OUTDOORS: Dove hunts in flip-flops
Published 1:49 pm Thursday, August 10, 2023
“The South smells of red cedar and red dirt…She tastes of Gulf shrimp and coarse-ground grits. She sounds like shotshells at a Saturday dove shoot and is seen through live oak boughs draped with Spanish moss. The South moves slowly enough to be known.”
—Flip Pallot.
In the south, two things come to mind this time of year: It’s almost college football season and dove season.
To me, these things are intertwined like high school and crushes, baseball and peanuts, and the smell of a two-stroke engine on a cold morning at Crooked Creek Marina. One of my earliest memories is sitting in a dove blind on a five-gallon bucket that didn’t let my feet touch the ground with Pop (my mother’s father) and watching my uncle Randy Quintrell shoot a triple with an old Remington semiauto 12-gauge. All while Larry Munson called the Georgia game on someone’s radio in the field. Sardines, Vienna sausages, crackers and red rind cheese were on the menu with cold “Co-Cola” from thecooler.
Dove season used to be something akin to what I imagine gala season was in the old world. It was typically the social event of the community and one where a lot of us used to go back to the same fields, shoot the same old guns, and tell the same old lies every year. Someone would alwayshave a BBQ or breakfast. If you were in the low country, there would be an oyster roast.
Most of the men would dress in lightweight cotton and vented fishing shirts, some in shorts and others in flip flops, Costa sunglasses and wide brimmed hats for the sun.
Your granddaddy’s shotguns would come out. Yeti coolers were indeed a status symbol, but one as useful as that Beretta shotgun.
My next best dove hunting memory is of our first home with a garbage disposal in it. One night, I cleaned a limit of doves in that sink and, never having had a garbage disposal before, I figured it would be OK to use the disposal for the feathers and guts. In my defense, this was early September in Bluffton, S.C., so it was close to furnace temps outside. Imagine the words my wife said to me every time she used that disposal for the next week and feathers shot up in her face. It’s amazing she didn’t divorce me.

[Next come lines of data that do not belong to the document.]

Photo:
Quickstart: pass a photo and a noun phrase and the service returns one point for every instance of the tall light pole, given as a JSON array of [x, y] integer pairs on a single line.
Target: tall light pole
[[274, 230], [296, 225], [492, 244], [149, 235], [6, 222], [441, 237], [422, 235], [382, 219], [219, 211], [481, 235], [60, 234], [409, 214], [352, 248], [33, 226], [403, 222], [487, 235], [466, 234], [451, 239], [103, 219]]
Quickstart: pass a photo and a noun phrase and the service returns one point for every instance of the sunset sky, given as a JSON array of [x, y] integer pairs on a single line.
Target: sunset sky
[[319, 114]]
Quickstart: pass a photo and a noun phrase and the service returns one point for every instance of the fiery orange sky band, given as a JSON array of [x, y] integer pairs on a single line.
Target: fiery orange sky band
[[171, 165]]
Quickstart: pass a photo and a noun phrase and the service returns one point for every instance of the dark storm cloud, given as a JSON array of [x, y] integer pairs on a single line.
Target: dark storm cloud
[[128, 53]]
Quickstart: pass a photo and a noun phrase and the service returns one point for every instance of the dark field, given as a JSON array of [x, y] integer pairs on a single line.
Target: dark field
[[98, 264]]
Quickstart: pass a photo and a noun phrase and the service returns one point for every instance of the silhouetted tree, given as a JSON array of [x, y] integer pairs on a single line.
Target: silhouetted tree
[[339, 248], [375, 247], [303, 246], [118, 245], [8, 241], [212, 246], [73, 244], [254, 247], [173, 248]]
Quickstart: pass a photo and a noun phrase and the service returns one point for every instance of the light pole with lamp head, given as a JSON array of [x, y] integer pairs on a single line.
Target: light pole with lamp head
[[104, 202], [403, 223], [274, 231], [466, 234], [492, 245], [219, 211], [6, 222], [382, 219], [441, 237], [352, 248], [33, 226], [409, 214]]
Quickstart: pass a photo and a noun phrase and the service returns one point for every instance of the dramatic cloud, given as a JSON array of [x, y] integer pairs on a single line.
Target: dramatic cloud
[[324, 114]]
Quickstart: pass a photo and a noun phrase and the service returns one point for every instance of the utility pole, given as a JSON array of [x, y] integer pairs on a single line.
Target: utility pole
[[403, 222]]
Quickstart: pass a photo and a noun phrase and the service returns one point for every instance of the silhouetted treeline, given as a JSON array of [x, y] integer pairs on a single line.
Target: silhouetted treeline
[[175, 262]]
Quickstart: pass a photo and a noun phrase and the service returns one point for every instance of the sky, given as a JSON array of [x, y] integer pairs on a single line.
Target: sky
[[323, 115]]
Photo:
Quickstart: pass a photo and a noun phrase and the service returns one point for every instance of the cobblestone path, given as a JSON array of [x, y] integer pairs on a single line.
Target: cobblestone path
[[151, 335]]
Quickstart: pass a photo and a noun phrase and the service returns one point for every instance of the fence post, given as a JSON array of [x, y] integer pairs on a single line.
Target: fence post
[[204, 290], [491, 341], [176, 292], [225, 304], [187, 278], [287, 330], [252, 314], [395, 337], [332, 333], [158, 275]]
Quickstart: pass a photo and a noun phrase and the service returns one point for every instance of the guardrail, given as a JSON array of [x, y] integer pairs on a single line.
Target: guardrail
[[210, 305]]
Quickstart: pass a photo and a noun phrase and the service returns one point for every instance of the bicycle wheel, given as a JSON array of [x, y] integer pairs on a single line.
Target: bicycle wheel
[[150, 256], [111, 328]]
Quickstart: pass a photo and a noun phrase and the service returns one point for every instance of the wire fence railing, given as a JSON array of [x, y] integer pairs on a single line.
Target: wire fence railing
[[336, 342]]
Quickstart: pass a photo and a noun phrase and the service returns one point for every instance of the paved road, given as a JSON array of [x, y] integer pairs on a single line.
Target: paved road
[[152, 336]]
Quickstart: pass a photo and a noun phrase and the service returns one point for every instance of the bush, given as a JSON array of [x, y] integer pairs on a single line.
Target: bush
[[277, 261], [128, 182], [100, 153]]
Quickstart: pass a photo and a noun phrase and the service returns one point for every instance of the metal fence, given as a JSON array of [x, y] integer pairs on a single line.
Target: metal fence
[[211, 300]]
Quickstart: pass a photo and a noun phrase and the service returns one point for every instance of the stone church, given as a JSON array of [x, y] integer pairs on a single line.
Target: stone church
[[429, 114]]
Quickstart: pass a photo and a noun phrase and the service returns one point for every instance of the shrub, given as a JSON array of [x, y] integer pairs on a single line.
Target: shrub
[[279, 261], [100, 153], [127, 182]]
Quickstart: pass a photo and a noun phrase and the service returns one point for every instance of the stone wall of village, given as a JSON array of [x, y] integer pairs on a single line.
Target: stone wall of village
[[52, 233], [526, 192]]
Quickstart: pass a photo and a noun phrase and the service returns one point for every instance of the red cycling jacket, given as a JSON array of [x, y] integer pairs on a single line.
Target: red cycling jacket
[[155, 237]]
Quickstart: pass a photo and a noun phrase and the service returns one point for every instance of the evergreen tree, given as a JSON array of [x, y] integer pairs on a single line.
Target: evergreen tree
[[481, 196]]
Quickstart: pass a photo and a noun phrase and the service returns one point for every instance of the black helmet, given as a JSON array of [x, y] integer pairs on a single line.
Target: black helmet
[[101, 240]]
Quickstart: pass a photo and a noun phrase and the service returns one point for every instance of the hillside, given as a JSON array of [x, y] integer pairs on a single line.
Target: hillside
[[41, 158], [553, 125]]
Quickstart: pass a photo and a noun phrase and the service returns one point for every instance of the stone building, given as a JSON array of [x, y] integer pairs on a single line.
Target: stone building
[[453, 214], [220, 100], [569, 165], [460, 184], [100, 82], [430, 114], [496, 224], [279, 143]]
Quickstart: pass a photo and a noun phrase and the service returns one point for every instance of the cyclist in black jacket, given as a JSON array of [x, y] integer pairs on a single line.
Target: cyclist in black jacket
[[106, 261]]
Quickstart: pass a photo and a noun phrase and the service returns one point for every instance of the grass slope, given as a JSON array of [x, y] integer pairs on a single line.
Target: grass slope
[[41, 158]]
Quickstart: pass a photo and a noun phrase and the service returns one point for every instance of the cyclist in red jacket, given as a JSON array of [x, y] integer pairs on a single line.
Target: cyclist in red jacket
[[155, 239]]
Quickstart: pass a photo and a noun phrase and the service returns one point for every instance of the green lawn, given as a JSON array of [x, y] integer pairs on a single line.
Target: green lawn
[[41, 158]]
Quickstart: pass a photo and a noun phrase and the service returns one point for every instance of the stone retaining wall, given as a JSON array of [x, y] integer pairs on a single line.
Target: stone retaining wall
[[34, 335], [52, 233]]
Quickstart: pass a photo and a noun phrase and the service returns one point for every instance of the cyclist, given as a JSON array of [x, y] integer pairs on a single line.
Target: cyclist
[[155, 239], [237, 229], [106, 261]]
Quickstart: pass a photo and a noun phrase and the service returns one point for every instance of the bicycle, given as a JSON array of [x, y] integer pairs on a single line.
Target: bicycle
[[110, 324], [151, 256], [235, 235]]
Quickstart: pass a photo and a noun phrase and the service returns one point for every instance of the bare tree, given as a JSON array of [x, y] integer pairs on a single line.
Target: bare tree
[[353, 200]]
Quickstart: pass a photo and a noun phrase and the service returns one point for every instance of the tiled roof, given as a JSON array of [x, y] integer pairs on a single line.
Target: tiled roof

These memories are priceless to me and many others. Opening day shoots and the cookouts that followed are the reasons so many of us love the outdoors. For a lot of us, it’s the first experience of hunting we received. That’s in stark contrast to those today who only sit in deer stands or over bait piles. The dove shoot and a five-gallon bucket are where I learned to be among men, handle guns, and frankly tell tall tales. It’s important to the very foundation of the South.
I’ll leave you with a story about my uncle Randy. Randy pitched for Newton County High School in the early ‘70s and then at Clemson. He was a natural athlete and the best shot I ever saw. His son, Bailey, likes to talk about Randy shooting doves once in shorts and flip flops on the edge of a field and limiting out quickly while hitting birds no one else could. He was that good.
Most of us have “that” one uncle or one cousin. Randy was mine. Whenever I think of dove season, I see him swinging through a triple and hear Pop saying it just wasn’t fair.